'NodeJS Optimizing Store Very Large Objects on Disk

Happy Friday :)

I'm working on storing very large arrays of objects (hundreds of thousands) to disk using NodeJS. It's working great on my insanely fast laptop, however, performance on slower devices is a primary consideration and I thought I'd let you guys take a stab at it to see if I'm missing something obvious or overlooking a better way.

Our ultimate goal is to be able to compare currentArray with previousArray so we need current and previous but only want to load the data as needed to keep ram usage down as much as possible when the app is idle.

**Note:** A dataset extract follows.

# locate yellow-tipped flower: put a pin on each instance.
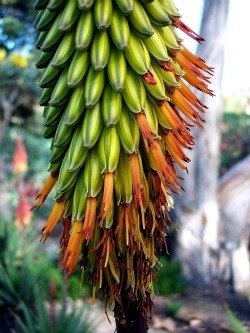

We have to use NodeJS and can't use any local database, has to be stored as a regular file.

Here's what I've come up with, using Zlib:

let currentArray = [...]
let previousArray = []

if(fs.existsSync('last.db')) {
  previousArray = JSON.parse(zlib.gunzipSync(fs.readFileSync('last.db')).toString('utf-8'))
}

fs.writeFileSync('last.db', zlib.gzipSync(JSON.stringify(currentArray)))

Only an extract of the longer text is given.